(FreedomBeacon.com)- A case has reached the Supreme Court where the state of Colorado is being accused of violating the First Amendment rights of Lorie Smith and her 303 Creative company, according to WND. Her lawyers allege that the state is trying to force her to use her company to convey government-approved messages.
Smith runs a “graphic and website design operation and works to support children with disabilities, the beauty of marriage, overseas missions, animal shelters, and veterans,” according to the outlet, but the state has ordered her to promote same-sex weddings.
“Free speech is for everyone. The government can’t force anyone to say something they don’t believe. Lorie’s decision to design a project always turns on what the message is, not who requests it,” General Counsel Kristen Waggoner for Alliance Defending Freedom said. “When she creates a graphic design or website, she communicates a message consistent with her beliefs. And the First Amendment protects every American’s right to express ideas without fear of government punishment.”

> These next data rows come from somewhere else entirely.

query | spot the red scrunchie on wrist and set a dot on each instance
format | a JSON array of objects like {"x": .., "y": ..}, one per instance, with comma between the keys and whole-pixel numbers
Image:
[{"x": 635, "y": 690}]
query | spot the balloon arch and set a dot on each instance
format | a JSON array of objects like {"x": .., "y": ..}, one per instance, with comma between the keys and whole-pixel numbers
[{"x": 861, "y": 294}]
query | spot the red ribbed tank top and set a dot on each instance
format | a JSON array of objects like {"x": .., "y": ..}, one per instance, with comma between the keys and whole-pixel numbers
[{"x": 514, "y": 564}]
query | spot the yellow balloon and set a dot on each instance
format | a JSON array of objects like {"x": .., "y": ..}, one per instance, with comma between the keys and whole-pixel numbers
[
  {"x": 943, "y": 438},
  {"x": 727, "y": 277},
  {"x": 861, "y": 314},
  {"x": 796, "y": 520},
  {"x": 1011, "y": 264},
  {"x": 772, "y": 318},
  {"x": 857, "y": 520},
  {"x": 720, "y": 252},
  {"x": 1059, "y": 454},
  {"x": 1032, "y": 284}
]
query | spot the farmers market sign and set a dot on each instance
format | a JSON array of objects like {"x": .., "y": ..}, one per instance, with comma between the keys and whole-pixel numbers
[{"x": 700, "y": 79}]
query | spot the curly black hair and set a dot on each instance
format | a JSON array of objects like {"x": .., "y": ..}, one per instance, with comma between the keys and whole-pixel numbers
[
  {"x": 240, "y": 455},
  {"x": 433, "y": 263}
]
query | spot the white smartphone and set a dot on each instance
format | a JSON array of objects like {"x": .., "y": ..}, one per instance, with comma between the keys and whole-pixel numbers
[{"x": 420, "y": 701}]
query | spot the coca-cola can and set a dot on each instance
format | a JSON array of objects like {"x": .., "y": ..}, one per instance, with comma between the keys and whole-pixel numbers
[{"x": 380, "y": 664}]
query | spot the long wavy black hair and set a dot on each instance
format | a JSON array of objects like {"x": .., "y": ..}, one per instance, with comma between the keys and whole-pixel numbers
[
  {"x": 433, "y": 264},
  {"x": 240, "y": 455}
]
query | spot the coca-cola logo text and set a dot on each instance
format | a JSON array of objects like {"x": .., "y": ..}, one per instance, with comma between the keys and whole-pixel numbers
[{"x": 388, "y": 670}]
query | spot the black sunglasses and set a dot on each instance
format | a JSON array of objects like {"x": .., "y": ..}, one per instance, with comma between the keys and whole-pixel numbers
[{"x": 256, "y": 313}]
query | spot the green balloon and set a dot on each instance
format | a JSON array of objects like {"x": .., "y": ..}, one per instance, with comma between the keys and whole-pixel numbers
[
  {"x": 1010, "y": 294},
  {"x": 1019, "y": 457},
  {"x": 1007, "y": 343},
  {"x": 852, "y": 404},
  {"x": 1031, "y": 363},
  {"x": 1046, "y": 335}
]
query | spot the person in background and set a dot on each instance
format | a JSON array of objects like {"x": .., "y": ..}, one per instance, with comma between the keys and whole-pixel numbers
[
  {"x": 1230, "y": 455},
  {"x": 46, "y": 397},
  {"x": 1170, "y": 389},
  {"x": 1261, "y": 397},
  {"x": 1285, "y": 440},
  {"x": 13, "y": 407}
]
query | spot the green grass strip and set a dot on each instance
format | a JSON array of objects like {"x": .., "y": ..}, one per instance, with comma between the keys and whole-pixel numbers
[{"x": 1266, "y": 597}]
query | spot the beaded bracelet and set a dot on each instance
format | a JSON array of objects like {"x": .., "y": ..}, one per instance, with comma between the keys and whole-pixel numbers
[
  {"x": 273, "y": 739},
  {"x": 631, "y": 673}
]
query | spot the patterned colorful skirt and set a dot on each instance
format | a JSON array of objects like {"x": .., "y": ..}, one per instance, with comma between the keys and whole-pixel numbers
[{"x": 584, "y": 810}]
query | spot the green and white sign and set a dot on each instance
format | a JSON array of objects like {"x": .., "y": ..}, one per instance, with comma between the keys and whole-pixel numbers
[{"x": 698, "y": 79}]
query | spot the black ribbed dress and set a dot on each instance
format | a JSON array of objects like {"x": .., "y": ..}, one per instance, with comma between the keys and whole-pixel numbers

In a shocking decision, the 10th U.S. Circuit Court of Appeals ruled that 2-1 in favor of the state, that they are allowed to order Smith what to promote, but the dissent in that ruling read that the Constitution protects Smith from the governments trying to tell her what to say.
“Colorado asks this Court to do something it has never done—authorize the government to compel speakers to speak certain messages while silencing others,” the Alliance Defending Freedom wrote on behalf of Smith.
Colorado is now the target of groups and organizations that are standing with Smith who allege that the state unconstitutionally infringes on the rights of its citizens. The Association of Certified Biblical Counselors Inc. accused the state of “involuntary servitude,” writing that Colorado “requires citizens of Colorado to enter into contracts against their will, and to produce goods or services under penalty of prosecution.”
Congress also got involved, writing a statement saying that Smith may hold any views she wants to about same-sex marriage, but “the government has no authority to compel individuals to express opinions that violate their firmly held religious beliefs.”